Dora Warren’s eyes swept over the audience
in a blaze of fury.

“Listen to this,” she boomed with growing
menace. “‘Arabella Destroys 10,000 Homes.’ ‘Death Toll from Lizzie’s Fury
Reaches 6,000.’ ‘Amanda Screams Across California: More Damage Expected.’ Why
do men name hurricanes and tornadoes and typhoons and the most destructive of
nature’s forces after women? Why, to make us feel guilty and cow us further.
Sisters, let’s rid ourselves of this Guilt Syndrome!”

Dora Warren stood to her full height in the
glare of the TV lights, put one fist on her hip and with the other, began to
punch the air.

“Are you aware,” she shrieked, “that the
language is riddled with words that condemn us to a class of beings with no
identity of our own, so that we can only define ourselves in relation to men?
Manageresses and authoresses and poetesses and waitresses are nothing more than
little appendages of ‘esses’, totally dependent on males for their existence!
Sisters, this dependency is not just the result of specific terms in the language
but of its very structure and grammar! You know what I did?” And since the
audience did not know what she did, she told them.

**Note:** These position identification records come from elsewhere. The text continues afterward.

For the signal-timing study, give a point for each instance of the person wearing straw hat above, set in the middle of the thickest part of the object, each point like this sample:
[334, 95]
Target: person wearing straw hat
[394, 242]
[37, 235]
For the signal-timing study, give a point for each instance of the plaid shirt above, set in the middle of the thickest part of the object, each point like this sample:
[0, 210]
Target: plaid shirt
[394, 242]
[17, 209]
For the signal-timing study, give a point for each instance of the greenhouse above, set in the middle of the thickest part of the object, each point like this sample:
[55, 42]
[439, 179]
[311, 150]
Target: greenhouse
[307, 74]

“I went round with a little secret tape-recorder
in my handbag and taped 100 conversations of men and women,” she announced with
aplomb. “And do you know what shocking discoveries I made?” The audience gazed
at her spellbound.

“I discovered,” bellowed Dora Warren, “that
women use the Question Tag 82 per cent more than men! Do you know what it means
when a woman continually says to a man, ‘It’s going to rain, isn’t it?’ ‘I’m
not too late, am I?’ ‘You will pick me up at eight, won’t you?’ It means that
she is continually seeking confirmation, validation, assurance and approval
from a man. She is saying her own judgment and feelings are suspended until a
man endorses them! She is nothing without him, a nonentity, a nought, a cipher,
a nothing. She is a dependency class that lives on the surplus of man’s
approval, like the first foolish woman born out of a man’s redundant rib! Let us
get out of this Redundancy Syndrome!”

On a rampage of talks, seminars and
workshops through the country, Dora Warren urged women to pull themselves out
of the Shame, Guilt, and Redundancy Syndromes. She organized demonstrations to
heckle recalcitrant sisters who still allowed themselves to be addressed as
‘chairman’ or to be called ‘waitress’.

At this stage, some confusion set in. While
the women had been totally in agreement with the need to get rid of the
Phallacy Syndrome and indeed had participated most enthusiastically in the
demonstrations of protest during which objects conspicuously cylindrical in
shape or projectile in function were symbolically set ablaze in a tremendous
bonfire, they were less sure about the other syndromes which seemed more abstract
and therefore less comprehensible. Already some women were beginning to ask
each other: “What’s happening to Dora Warren? What’s she talking about? Can we
continue to trust her?”

“Tell us, Dora Warren,” one of them asked
boldly, “how come if women are so oppressed by men, they live longer? The
statistics show that worldwide, women outlive men by an average of five years.”

“True!” cried Dora. “But what’s the use of
living longer to suffer more? It just means five more years of oppression,
that’s all. Would you like to be that woman who, when she was about to draw her
last breath, instructed that her epitaph should be these words: ‘She died at
thirty, and was buried at sixty’?” She looked round challengingly.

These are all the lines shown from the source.